This SMALLBORE Business
I did not have a timber stocked rifle to experiment with but, it was really obvious that the bipod altered the recoil characteristics of a rifle swinging free and that the longer legs on the bipod, gave more rotational movement, though they settled a little faster indicating the weight of the balls was significant.
I did not try a fullbore rifle, as the neighbours would complain bitterly! Later on, I borrowed a timber Anschutz 1411 prone rifle to test and found the motion was less though the movements were similar.
So armed to the teeth with information, I placed my 20X Lyman scope on the action and started to watch the effects through the magnification of this superb telescopic sight.
Shooting prone, with the Lyman up top, I was able to hold the ten-ring easily, with a circular movement of the lee dot/cross-hairs reticule around the dimensions of the X-ring on a 50m target. On shot release, the cross-hairs rose to just inside the ten ring at 12 o’clock and with the follow-through returned to the previous aiming around the X-ring. I loaded up again and fired another proof shot, the rifle behaviour was pretty much the same. Both shots were inside the ten-ring. The ammunition was Eley Tenex.
So then I placed the bi-pod into the rail under the fore- end and returned to the experiment.
The hold dimensions were much the same with the cross-hairs rotating around the X-ring again, so I fired the next round of Tenex and I was stunned at the difference!
The shot recoiled, setting up a shimmer in the hold, but the recoil lifted fractionally more and finished on the 2 o’clock edge of the ten ring. This shot was a ‘loose’ ten so I loaded up and went again.
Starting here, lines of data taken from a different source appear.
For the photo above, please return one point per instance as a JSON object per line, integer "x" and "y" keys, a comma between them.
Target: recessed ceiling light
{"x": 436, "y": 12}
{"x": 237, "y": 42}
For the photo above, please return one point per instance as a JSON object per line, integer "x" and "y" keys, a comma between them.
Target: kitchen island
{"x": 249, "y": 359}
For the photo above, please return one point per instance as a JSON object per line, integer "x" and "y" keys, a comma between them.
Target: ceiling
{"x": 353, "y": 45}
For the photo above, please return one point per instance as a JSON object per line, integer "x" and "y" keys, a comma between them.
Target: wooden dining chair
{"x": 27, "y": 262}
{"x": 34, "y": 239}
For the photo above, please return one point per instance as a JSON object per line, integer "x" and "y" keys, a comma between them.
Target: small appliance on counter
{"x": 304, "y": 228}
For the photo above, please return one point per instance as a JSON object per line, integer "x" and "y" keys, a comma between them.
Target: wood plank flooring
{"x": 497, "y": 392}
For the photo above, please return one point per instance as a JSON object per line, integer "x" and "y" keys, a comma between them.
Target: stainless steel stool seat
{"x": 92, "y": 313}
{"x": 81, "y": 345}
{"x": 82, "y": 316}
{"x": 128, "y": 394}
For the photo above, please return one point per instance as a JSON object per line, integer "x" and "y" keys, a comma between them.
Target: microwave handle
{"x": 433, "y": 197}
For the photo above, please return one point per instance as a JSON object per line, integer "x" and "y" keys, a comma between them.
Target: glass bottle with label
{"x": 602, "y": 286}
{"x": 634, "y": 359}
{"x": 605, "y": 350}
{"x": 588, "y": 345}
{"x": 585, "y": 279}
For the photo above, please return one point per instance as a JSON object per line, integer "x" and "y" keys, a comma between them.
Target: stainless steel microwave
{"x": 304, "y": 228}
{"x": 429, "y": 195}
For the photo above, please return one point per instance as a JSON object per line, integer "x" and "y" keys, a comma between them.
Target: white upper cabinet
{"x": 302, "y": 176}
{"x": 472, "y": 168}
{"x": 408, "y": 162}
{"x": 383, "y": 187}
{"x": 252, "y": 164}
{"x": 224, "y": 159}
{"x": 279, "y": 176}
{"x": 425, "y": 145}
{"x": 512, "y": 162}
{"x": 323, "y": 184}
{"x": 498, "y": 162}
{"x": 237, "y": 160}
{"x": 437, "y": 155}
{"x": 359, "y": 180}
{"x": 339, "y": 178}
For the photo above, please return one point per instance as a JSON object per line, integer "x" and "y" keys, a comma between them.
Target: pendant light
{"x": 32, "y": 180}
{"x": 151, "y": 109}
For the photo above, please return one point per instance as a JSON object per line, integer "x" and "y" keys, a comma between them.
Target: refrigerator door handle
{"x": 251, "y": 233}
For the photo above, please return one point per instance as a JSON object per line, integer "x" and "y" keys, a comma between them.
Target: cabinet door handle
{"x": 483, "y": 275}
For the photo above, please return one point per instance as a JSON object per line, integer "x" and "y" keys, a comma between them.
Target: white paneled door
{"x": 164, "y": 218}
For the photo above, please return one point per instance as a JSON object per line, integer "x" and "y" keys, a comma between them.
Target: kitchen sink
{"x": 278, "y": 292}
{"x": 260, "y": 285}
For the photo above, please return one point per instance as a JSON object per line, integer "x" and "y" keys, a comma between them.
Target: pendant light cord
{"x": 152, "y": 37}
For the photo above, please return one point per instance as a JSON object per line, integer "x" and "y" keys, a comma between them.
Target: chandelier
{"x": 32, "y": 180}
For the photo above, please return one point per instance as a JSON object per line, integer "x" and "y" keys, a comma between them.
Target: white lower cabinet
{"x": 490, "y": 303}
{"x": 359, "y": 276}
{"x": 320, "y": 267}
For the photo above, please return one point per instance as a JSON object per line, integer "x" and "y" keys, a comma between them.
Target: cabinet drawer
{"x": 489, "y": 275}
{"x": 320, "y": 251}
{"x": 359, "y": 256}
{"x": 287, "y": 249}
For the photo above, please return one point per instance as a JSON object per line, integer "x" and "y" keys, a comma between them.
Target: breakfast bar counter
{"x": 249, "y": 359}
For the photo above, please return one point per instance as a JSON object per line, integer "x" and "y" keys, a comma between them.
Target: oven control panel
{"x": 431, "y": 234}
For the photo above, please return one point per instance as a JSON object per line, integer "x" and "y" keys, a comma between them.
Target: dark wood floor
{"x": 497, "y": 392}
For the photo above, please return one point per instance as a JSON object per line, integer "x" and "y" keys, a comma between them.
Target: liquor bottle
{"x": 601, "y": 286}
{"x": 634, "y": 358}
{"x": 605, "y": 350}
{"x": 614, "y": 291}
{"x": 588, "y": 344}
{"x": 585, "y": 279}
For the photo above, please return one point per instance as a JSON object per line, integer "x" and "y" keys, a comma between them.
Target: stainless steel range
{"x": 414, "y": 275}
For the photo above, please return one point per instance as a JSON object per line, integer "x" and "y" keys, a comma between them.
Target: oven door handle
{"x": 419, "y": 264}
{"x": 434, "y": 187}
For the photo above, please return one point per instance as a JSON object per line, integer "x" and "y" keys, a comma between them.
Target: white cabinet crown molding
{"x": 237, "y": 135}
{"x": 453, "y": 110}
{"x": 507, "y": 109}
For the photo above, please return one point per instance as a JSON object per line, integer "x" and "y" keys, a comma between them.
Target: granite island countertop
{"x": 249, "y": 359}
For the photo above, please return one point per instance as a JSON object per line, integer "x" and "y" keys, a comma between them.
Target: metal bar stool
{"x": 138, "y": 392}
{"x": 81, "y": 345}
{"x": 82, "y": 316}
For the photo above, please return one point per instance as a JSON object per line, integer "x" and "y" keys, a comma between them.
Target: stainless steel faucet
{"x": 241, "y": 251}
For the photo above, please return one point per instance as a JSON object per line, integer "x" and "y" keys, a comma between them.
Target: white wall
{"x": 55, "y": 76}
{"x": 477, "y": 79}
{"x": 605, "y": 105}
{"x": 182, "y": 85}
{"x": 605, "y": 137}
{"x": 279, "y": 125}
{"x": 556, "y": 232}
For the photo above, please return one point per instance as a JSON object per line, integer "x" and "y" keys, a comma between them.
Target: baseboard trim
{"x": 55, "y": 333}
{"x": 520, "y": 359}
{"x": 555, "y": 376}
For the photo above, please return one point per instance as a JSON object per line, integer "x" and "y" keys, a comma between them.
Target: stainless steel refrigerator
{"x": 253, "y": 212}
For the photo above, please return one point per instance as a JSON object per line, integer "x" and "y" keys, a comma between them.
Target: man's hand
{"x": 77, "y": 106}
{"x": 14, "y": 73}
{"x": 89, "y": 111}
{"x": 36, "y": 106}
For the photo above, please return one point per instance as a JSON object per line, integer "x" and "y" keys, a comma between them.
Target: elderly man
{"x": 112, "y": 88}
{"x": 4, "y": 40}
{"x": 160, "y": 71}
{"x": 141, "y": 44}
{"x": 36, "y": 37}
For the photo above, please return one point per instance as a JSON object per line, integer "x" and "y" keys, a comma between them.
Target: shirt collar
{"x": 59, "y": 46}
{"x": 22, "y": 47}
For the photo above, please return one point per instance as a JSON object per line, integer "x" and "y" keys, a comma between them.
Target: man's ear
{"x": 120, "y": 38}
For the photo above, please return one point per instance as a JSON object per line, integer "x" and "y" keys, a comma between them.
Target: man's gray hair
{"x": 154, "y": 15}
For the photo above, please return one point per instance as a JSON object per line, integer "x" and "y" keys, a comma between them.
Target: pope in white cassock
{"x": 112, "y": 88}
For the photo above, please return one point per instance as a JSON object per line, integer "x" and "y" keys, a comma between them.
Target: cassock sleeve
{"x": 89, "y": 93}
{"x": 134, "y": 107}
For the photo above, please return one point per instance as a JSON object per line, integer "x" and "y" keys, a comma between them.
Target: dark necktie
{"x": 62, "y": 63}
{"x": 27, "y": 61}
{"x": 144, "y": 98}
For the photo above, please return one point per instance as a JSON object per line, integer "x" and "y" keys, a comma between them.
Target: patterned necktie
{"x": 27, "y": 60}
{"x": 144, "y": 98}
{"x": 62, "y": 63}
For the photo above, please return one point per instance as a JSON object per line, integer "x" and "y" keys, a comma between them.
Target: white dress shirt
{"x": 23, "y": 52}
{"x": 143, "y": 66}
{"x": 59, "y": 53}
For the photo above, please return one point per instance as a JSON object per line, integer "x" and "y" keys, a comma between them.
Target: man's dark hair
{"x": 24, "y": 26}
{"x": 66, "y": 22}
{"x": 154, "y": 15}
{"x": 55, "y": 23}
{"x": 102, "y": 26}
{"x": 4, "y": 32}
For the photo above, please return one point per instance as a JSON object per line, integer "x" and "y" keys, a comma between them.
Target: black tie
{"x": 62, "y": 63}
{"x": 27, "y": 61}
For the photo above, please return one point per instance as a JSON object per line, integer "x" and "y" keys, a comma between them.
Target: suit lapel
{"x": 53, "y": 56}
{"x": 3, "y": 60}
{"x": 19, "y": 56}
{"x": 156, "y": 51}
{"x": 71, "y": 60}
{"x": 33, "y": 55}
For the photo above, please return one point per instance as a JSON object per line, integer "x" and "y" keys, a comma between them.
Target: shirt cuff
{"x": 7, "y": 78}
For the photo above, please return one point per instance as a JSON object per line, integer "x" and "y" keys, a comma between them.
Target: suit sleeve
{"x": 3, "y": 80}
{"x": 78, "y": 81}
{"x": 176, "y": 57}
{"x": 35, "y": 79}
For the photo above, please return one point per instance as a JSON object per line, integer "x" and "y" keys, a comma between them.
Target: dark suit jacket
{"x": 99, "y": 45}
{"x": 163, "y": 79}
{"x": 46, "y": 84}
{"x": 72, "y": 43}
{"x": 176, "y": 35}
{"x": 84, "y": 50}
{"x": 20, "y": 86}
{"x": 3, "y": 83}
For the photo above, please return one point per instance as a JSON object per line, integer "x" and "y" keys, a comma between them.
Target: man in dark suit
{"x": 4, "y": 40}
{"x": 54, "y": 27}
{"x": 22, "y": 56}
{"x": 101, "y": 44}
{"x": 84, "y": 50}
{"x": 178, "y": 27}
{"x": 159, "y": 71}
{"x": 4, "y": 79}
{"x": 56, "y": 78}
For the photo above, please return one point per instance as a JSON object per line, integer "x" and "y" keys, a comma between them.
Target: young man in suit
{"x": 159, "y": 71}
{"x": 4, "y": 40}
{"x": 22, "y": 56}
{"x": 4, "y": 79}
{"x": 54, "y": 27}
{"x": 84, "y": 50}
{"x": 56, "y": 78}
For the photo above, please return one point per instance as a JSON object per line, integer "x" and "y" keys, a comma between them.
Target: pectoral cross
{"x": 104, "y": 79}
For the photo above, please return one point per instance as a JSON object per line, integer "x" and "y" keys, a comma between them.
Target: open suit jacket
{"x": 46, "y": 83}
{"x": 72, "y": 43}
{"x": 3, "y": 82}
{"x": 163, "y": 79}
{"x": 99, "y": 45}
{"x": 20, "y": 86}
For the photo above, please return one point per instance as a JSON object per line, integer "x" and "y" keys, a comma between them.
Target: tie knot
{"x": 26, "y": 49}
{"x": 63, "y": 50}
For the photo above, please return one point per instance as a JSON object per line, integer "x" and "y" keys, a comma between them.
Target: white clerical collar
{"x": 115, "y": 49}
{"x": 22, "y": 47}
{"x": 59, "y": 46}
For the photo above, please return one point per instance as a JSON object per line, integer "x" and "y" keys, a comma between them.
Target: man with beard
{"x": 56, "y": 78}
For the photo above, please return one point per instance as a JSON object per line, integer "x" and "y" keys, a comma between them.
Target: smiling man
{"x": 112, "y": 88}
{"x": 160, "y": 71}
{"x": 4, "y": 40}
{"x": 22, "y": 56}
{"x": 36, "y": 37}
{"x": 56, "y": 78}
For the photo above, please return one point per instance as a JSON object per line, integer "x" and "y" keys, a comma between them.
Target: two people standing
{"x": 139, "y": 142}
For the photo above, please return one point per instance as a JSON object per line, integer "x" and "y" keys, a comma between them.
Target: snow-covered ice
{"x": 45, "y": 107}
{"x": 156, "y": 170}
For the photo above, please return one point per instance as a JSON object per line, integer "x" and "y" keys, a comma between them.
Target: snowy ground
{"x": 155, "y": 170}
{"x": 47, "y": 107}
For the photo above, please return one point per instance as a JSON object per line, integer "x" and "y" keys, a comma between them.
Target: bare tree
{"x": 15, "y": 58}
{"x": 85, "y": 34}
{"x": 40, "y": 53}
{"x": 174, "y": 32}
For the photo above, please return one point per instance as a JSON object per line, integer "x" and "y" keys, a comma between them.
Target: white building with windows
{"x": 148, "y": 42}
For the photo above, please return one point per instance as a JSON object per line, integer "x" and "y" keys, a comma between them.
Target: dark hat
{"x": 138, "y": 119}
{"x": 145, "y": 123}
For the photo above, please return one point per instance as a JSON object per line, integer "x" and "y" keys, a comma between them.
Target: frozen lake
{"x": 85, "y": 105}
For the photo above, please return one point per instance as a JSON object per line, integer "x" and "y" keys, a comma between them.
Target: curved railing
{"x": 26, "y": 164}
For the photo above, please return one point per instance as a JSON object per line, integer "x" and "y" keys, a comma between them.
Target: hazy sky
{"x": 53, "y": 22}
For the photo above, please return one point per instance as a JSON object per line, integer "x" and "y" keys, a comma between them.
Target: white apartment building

The second shot produced the same shimmer and the shot stayed inside the ten-ring at 8 o’clock. I then moved the bipod further out and watched the next shot carefully again. The recoil stayed inside the ten-ring but the shot was a 10.0 at 11 o’clock. The recoil moved even further with the same shimmering factor. I actually felt that I was not following the shot through, that there was something loose under the rifle….
I knew the bi-pod was tight, so I fired another and produced a 9.5 with that shot once more over the ten-ring. Shot number three with that bi-pod setting still produced the same rattling feeling, it sounded different (a lot sharper) and once more I lost the ten-ring with a worse 9.2 but on the bottom of the diagram. From that moment on I knew I was onto something!
I got up from the firing-point and put a longer bi-pod into the rail, this time further back to just in front of the hand stop, laid back down and shot another group of five shots.
The hold was pretty good, much the same as normal but the recoil system was far worse and took a long time to stop moving. Not only that but the recoil shape was a ‘figure eight’ movement. Totally unacceptable, so I replaced the bi-pod with a shorter bi-pod with wine-bottle corks for rests on the end of the bi-pod steel. I placed this one just forward of the hand-stop about a centimetre and fired another shot. The movement of the recoil was worse and this did not settle quickly either. I shot a 47 x50 with those five shots.
Then I changed to the R100 ammunition and watched the recoil destroy itself!
So, taking the bi-pods completely off my rifle, I shot a solid 50 with the R100, and some R50 I had in my kit produced the same result. Returning to the Tenex, I watched the recoil stay inside the ten-ring, return to aiming centre and placed all five shots into the X-ring in a quite small one-hole group of shots.
From that day onwards my readers, I have never used a bipod on my smallbore rifle while shooting from any position.
It is a simple matter to remove it and place it near my ammunition box and the use of the 20X Lyman scope really painted a picture.
This is just attention to detail! Brooksie.